A Clockwork Orange
Anthony Burgess published “A Clockwork Orange” in 1962 and his work was later adapted into a legendary Stanley Kubrick movie. The movie was actually made based on a shortened version of the book, so it’s definitely worth discovering the full story even if you’ve already seen it in pictures.
Youth violence, teenage rebellions and different subculture variations dominate the book. Alex, the protagonist of the story, is very vivid about his violent raids and constant clashed with English authorities. From robbing a store to starting a gang fight, raping and stealing. Emotional trauma, death and misery are the second names of Alex and his friends Georgie, Dim and Peter.

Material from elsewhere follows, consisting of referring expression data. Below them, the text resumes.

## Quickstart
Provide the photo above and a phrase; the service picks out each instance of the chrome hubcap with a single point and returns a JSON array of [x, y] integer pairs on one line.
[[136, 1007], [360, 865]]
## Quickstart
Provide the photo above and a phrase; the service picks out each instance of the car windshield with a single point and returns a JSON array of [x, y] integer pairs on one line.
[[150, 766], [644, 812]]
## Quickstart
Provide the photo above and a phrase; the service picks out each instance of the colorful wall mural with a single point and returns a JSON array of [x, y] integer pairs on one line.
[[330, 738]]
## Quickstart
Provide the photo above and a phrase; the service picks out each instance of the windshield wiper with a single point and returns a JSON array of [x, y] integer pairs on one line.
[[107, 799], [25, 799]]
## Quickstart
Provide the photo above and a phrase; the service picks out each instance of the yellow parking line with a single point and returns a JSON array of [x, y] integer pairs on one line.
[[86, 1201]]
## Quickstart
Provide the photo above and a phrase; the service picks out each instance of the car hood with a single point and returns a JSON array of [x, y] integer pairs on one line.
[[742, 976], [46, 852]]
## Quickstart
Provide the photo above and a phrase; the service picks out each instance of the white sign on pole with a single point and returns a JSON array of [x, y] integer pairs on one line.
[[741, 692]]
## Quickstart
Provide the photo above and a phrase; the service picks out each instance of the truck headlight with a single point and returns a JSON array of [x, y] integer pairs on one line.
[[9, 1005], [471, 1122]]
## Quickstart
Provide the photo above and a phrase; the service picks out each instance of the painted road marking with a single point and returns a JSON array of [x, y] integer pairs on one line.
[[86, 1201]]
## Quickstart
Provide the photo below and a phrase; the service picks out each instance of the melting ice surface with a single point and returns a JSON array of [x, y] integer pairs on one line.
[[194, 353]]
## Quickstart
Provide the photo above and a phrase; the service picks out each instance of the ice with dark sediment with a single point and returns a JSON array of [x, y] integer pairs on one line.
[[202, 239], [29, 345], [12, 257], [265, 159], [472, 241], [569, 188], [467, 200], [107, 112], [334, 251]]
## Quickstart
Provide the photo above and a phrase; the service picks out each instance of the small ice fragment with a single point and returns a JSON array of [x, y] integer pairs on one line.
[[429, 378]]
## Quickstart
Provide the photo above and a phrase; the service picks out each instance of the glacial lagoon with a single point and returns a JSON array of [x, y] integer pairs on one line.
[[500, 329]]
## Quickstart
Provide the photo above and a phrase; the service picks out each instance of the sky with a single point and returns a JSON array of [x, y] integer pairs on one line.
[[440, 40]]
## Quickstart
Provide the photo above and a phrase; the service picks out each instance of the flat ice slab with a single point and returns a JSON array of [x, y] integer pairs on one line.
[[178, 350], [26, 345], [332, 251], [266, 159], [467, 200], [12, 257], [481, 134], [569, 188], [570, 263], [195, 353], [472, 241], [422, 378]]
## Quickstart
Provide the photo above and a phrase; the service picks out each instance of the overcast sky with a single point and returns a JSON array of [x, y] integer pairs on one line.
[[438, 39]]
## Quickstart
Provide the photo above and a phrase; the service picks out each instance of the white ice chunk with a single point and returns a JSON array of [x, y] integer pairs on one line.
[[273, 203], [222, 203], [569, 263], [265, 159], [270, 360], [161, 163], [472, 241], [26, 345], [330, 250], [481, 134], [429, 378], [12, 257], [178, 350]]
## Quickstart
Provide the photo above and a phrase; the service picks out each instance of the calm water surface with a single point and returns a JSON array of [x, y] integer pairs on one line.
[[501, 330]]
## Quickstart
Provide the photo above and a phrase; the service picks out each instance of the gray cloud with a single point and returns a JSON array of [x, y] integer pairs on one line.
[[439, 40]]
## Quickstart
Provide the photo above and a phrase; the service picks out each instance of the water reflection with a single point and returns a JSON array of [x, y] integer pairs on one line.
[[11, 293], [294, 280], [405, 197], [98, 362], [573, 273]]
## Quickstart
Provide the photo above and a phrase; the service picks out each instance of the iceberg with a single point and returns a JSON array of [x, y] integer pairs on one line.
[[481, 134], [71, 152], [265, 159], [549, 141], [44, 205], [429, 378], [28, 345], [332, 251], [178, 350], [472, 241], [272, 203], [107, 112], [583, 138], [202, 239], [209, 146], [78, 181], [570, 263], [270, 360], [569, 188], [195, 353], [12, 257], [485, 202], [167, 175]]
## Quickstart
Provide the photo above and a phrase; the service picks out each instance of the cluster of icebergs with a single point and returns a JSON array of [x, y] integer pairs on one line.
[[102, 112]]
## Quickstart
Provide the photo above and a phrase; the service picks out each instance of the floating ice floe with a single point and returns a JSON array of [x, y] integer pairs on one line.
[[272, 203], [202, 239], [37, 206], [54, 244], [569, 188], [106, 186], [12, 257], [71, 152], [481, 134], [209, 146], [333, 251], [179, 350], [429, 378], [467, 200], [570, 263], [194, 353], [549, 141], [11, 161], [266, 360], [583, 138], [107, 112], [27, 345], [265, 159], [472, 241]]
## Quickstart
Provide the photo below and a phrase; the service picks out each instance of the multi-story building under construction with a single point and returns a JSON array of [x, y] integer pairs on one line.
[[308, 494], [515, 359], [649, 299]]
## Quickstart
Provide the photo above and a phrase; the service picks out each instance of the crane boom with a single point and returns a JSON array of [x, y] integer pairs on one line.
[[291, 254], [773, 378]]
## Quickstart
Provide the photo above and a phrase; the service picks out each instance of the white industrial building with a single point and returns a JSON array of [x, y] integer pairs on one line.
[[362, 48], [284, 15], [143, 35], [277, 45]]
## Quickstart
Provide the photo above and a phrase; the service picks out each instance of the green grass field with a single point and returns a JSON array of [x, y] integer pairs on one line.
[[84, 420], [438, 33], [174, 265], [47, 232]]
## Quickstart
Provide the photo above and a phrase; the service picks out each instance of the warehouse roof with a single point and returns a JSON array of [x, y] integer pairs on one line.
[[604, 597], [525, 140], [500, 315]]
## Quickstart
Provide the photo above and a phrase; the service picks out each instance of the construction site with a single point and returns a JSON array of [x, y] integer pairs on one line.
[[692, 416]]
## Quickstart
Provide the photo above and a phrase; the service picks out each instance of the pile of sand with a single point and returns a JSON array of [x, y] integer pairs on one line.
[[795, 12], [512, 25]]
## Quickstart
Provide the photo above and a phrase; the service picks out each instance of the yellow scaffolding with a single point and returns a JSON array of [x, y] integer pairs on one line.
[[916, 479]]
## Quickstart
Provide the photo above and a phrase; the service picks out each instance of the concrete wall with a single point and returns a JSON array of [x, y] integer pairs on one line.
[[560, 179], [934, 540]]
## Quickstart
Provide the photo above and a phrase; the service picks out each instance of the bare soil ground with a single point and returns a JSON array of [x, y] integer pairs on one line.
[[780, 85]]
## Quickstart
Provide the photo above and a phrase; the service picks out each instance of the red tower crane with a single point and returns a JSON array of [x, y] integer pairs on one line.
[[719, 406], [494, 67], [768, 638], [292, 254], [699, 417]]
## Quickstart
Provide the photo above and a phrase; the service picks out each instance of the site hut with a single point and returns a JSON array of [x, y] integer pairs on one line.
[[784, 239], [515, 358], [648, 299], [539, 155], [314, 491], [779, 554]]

The justice is served and the protagonist is sent to prison. But the horror descriptions don’t stop. Alex agrees to serve as a subject to a trial treatment technique. Supposedly changed into a new person, Alex finds it hard to reintegrate into society as his past constantly hunts him.
That is until he is proclaimed a hero by the Justice Department for finding a traitor to the state. It turns out the stability of the system is more important than the safety and security of the society. Our protagonist finished the book with thoughts contemplating a family and a “normal” job.
The miracle of the story is that despite all the terrible things the teenagers do, the text doesn’t provoke disgust or antipathy to them. The context of the book demonstrates reasons why they act like this.
The impression of the plot is intensified by the choice of language. The author used the Russian argot massively, so it will take you a while to get used to the writing style, but it will for sure leave a lasting impression. The shock and thrill after reading the book will remain with you for many days or even weeks. So are the innovative concepts the author devised.